Die Prozessabläufe nebst den wichtigen Zwischenschritten sind in Tabelle 1 für die drei Verfahren gegenübergestellt. Für die galva­notechnische Beschichtung wird der Automotiv-Schichtaufbau herangezogen, der sowohl in Matt- als auch Glanzoptik umgesetzt werden kann. Die Lackierung bezieht sich auf das Schichtsystem aus Grundlack, Basislack für die Chromoptik sowie einen abschließenden Klarlack zur Erzeugung der Beständigkeit. Ähnlich verhält es sich in der PVD-­Beschichtung. Hier wird ebenfalls mit einem Grundlack und Klarlack gearbeitet; die mittlere Schicht wird allerdings als metallisches Chrom auf das Bauteil gedampft. Bei den Lackierverfahren sind ausschließlich ­matte Oberflächen ähnlich einer Matt-Chrom-­Optik möglich, Hochglanz-Chromoberflächen können nur galvanisch oder per PVD erzielt werden. Der Basislack definiert bei den Lack- und PVD-Verfahren das Erscheinungsbild der Oberfläche in Bezug auf die Mattigkeit und Chromoptik, der Decklack ist für die Beständigkeit des Systems in Bezug auf Abrieb, Kratzfestigkeit und ähnliches notwendig [11, 12, 14].

 

Im Vergleich ist zu sehen, dass alle drei Verfahren zur Erzielung einer ­hochwertigen Optik deutliche Aufwendungen für den Schichtaufbau, die Bauteilreinigung und damit die Prozesslänge erfordern. Außerdem sind ein definierter Schichtaufbau sowie entsprechende Schichtverhältnisse zur Erzielung der Qualitätsanforderungen notwendig.

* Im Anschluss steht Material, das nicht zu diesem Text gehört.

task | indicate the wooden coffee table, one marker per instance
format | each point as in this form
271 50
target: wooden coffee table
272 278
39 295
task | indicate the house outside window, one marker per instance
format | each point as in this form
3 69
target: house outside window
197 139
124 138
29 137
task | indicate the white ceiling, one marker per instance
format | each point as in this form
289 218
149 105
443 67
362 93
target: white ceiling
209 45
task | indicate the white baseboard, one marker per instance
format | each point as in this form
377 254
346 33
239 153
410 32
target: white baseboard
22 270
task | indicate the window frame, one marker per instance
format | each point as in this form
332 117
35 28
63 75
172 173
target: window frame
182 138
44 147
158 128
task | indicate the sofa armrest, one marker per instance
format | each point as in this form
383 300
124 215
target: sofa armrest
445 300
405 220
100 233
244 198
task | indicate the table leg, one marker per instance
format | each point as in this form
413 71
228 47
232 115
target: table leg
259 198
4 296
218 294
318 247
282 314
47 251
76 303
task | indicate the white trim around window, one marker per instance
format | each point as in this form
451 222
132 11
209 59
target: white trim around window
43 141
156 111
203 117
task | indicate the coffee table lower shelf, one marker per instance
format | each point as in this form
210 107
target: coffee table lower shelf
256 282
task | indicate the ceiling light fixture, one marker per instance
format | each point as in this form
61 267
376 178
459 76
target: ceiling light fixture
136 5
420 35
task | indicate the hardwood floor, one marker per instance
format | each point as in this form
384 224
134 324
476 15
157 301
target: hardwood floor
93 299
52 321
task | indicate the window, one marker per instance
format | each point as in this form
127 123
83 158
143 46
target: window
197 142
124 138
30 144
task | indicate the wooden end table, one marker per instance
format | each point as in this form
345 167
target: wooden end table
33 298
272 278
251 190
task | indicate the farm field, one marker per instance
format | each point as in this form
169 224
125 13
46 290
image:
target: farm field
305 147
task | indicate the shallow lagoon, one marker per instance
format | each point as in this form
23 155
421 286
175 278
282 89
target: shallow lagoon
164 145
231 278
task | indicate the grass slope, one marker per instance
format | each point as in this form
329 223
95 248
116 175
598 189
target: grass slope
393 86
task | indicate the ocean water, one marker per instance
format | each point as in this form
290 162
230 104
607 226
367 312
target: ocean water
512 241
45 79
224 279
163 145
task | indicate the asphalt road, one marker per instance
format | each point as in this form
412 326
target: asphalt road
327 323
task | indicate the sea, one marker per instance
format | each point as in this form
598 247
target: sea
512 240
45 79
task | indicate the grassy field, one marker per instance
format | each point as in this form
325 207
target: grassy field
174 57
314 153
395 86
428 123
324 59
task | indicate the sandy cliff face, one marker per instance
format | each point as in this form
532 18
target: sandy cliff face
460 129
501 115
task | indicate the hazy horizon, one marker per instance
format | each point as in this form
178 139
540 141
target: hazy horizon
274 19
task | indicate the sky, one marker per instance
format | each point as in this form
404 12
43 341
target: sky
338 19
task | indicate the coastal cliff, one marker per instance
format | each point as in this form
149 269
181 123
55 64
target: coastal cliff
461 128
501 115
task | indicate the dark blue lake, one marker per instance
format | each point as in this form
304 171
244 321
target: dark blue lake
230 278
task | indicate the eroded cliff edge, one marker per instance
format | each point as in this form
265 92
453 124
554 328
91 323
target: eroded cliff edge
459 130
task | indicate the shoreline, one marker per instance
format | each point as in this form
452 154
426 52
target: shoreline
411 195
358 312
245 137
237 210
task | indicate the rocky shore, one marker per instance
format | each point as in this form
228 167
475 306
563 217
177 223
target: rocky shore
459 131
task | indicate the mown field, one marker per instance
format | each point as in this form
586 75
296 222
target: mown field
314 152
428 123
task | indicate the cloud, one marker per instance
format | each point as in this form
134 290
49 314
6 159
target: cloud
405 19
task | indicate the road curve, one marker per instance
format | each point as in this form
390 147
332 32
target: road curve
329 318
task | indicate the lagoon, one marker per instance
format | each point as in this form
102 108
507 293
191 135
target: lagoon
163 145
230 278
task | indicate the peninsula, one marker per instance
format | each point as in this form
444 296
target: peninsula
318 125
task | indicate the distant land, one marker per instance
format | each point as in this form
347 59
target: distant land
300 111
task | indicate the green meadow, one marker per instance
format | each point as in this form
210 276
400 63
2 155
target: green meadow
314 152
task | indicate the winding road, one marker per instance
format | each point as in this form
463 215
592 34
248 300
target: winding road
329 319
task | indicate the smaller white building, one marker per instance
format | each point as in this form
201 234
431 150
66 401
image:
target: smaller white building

In diesem Ablauf sind allerdings Mehrkomponentenbauteile nicht betrachtet. Bei aktuellen Galvanikanwendungen ist die selektive Verchromung von Mehrkomponentenbau­teilen Stand der Technik in europäischen Fahrzeugen und ein wichtiges Element bei der Funktionsintegration bei Bauteilen [15]. So können beispielsweise Lichtleiter, Symbole oder Verclipsungselemente aus Polycarbonat direkt mit dem ABS als Mehrkomponentenbauteil im Spritzgießen produziert werden. In der selektiven Galvanisierung bleiben diese Bereiche ohne zusätzliche Schritte frei von der Chrombeschichtung und können somit zum Beispiel durchleuchtet werden.

Bei den Alternativen in der Lackierung sowie PVD-Beschichtung ist dies nicht durch die Prozessführung möglich, sondern muss durch aufwändige Maskierung in jedem Beschichtungsschritt erzielt werden. Entsprechend sind auch die klaren Abgrenzungen und die Detailtiefe der Selektivbereiche nicht in der Qualität der galvanotechnischen Verfahren zu erzielen. Erhöhte Kostenaufwände von 25 Prozent sind im Prozess zu erwarten [12]. Vergleiche und Differenzierungen in den Optionen der Verfahren werden im Weiteren diskutiert. Da für alle Verfahren die Bauteile auf Spindeln oder Gestelle aufgesteckt werden müssen, ist dieser Schritt nicht weiter betrachtet worden.

3 Diskussion der ­Ressourceneffizienz

Aufgrund der komplexen ­Prozessabläufe werden bei vergleichbaren Anlageninvestitionen die beschichtbaren Quadratmeter pro Stunde als Maß für die Produktion herangezogen. Hier liegen Lackieranlagen mit ­neuester Anlagentechnik bei oben genanntem Schichtaufbau bei etwa 20 m2/h, eine ­typische Galvanikanlage der BIA-Gruppe bei etwa 28 m2/h, ePD-Anlagen werden laut Herstellern in einem Bereich bis maximal 30 m2/h betrieben [5], wobei Praxiswerte von Anlagenbetreibern mit 15 m2/h bis 20 m2/h angegeben werden.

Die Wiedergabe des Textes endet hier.